View Full Version : need help w boyfriend's dtr
monkey
02-08-2005, 02:14 AM
my boyfriend's wife cheated, lied, manipulated and left him over a year ago. we've been together 6 months but i've known him almost all my life. we're great together and we both realize that we are meant to be together and we are respectively the love of each other's life. we have a really amazing relationship. very loving. he treats me better than i could have imagined. with that said, i have only one problem. his 21 year old step-daughter. she refuses to accept the separation/divorce and does not allow me to be there when she decides to be at my boyfriend's house. she lives with her mother, but sometimes for her own convenience stays the night at his house. when she does stay there she shows up at 1 or 2 am and leaves for work at 6:30 am. it's not like she wants to spend time with him. she wouldn't know i was there except that my car is in the drive. she treats him like crap and only talks to him when she wants money or for him to buy her something. even though he is very happy with me and i do alot for him she insists on controlling him. she has thrown tantrums and made threats over this. he is a very sweet, non-confrontational person who won't stand up to her and she knows it. i have been close to breaking up over this as it hurts so much but i know that is exactly what she is trying to do, and i love him too much, and i know he loves me. i need help and i need it quick. if anyone has been in my shoes or hers please help. thanks.
iggydoll
02-08-2005, 02:39 AM
Hi. Your boyfriend needs to become a man and do right for you. I think he needs to sit down with her and tell her flat out that he loves you and he is going to stand by you. That he loves her, too, and wants harmony in his own home. Who pays the bills in that house? Certainly not the 21 year old daughter. He pays the bills. It's his home, not hers. She is 21 now and a young adult. It's time she acts like one. She should be thankful that HE lets HER come and go at all hours of the night. Maybe he should talk to her about coming in at 1 or 2 in the evening, that it is his home and he wants to be comfortable in his home, to follow his rules. Once she starts paying his mortgage, then she can make the rules. I suspect her mom has something to do with the way she is acting. Talk to him. Let him read the posts.
melinda
I agree. If your BF and you are going to spend the rest of your life together, then he needs to pick you.

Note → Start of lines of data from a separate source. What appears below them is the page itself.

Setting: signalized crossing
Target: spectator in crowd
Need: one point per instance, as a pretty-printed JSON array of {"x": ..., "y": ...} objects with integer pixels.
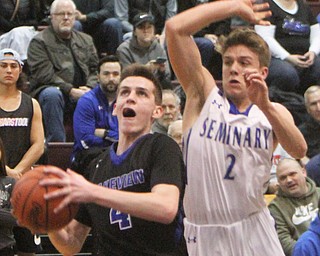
[
  {"x": 97, "y": 19},
  {"x": 294, "y": 41},
  {"x": 140, "y": 192},
  {"x": 278, "y": 154},
  {"x": 144, "y": 48},
  {"x": 94, "y": 124},
  {"x": 20, "y": 22},
  {"x": 171, "y": 112},
  {"x": 224, "y": 196},
  {"x": 207, "y": 38},
  {"x": 63, "y": 65},
  {"x": 296, "y": 203},
  {"x": 126, "y": 10},
  {"x": 175, "y": 131},
  {"x": 311, "y": 130},
  {"x": 7, "y": 220},
  {"x": 21, "y": 132},
  {"x": 308, "y": 243}
]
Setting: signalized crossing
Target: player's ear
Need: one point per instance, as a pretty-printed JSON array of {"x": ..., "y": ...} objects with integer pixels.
[
  {"x": 157, "y": 112},
  {"x": 264, "y": 72},
  {"x": 114, "y": 109}
]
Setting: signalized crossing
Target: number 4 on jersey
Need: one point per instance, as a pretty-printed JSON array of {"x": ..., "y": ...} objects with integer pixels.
[{"x": 123, "y": 219}]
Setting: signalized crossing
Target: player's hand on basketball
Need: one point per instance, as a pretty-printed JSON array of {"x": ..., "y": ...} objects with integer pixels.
[
  {"x": 257, "y": 88},
  {"x": 74, "y": 187},
  {"x": 13, "y": 173},
  {"x": 255, "y": 13}
]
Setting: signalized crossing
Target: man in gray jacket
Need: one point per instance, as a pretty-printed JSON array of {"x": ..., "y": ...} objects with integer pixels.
[
  {"x": 63, "y": 65},
  {"x": 144, "y": 48},
  {"x": 296, "y": 204}
]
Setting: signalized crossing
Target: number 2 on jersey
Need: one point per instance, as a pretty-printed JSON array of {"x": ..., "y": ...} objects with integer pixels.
[
  {"x": 228, "y": 175},
  {"x": 123, "y": 219}
]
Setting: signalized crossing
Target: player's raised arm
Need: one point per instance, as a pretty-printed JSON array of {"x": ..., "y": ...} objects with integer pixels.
[
  {"x": 183, "y": 52},
  {"x": 284, "y": 128}
]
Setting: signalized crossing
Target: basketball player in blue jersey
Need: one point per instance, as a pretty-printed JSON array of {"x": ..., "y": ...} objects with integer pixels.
[
  {"x": 133, "y": 202},
  {"x": 229, "y": 134}
]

He needs to explain to his daughter that you will be his wife and that he loves you. That when in his house that she will respect you. That if she can't do that, then she's not welcome there.

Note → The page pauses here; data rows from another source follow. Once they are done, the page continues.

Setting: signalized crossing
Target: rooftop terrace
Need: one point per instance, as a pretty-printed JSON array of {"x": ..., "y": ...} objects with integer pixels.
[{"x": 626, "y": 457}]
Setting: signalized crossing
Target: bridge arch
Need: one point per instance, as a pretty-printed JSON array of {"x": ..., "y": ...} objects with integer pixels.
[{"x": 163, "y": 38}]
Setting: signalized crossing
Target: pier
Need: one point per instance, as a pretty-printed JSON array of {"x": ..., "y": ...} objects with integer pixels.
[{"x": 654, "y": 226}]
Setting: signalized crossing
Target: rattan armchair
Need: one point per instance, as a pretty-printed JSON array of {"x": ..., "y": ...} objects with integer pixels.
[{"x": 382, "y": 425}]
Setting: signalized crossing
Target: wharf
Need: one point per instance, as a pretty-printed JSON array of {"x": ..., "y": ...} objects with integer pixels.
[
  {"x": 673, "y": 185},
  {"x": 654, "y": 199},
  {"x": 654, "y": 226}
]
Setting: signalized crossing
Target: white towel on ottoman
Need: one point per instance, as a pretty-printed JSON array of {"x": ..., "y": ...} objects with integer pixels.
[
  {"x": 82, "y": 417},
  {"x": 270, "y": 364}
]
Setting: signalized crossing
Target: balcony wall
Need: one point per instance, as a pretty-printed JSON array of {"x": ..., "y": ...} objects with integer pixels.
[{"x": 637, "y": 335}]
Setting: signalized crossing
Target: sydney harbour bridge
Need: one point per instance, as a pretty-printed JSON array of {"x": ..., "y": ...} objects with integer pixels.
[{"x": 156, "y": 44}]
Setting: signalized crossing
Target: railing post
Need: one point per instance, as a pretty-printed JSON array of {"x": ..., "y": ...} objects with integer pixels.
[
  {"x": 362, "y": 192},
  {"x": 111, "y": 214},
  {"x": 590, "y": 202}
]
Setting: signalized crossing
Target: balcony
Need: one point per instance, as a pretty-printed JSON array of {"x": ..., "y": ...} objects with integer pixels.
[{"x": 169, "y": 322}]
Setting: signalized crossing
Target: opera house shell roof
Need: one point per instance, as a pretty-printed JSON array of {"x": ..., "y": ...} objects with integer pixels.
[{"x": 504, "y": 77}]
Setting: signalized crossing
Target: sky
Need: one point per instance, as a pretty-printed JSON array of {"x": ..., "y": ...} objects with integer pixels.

It's a hard thing to do, but he needs to do it. And if he can't, then you're marrying a jellyfish. Maybe he's not the most awesome man that you think he is. Who else will he let walk over him? Who else won't he stand up to? Will he stand up for you if you're threatened?
Wishy washy is wishy washy. He needs to stop feeling guilty over his divorce and how it affected his daughter, stand up to her and set her straight.
He needs to realize that HE needs to do it, too. If you force him to do it, then there might be resentment.
Tell him that you can't be together with how it is now. That you can't and won't live like that. Let him make the choice.
Rich
monkey
02-08-2005, 09:39 PM
thank you. i agree. i really think i need to just tell him i deserve respect. should i talk to the daughter, her mother? or just talk to him? i don't know if it's my place to talk to them. the mother is just as bad or worse. so i'm dealing with 2 really immature, selfish women here. how do i get him to get off his ass and say something to her? what do i say? what is going to get his attention and make him do it?
monkey
Just tell him that it's either you or her. That he needs to pick.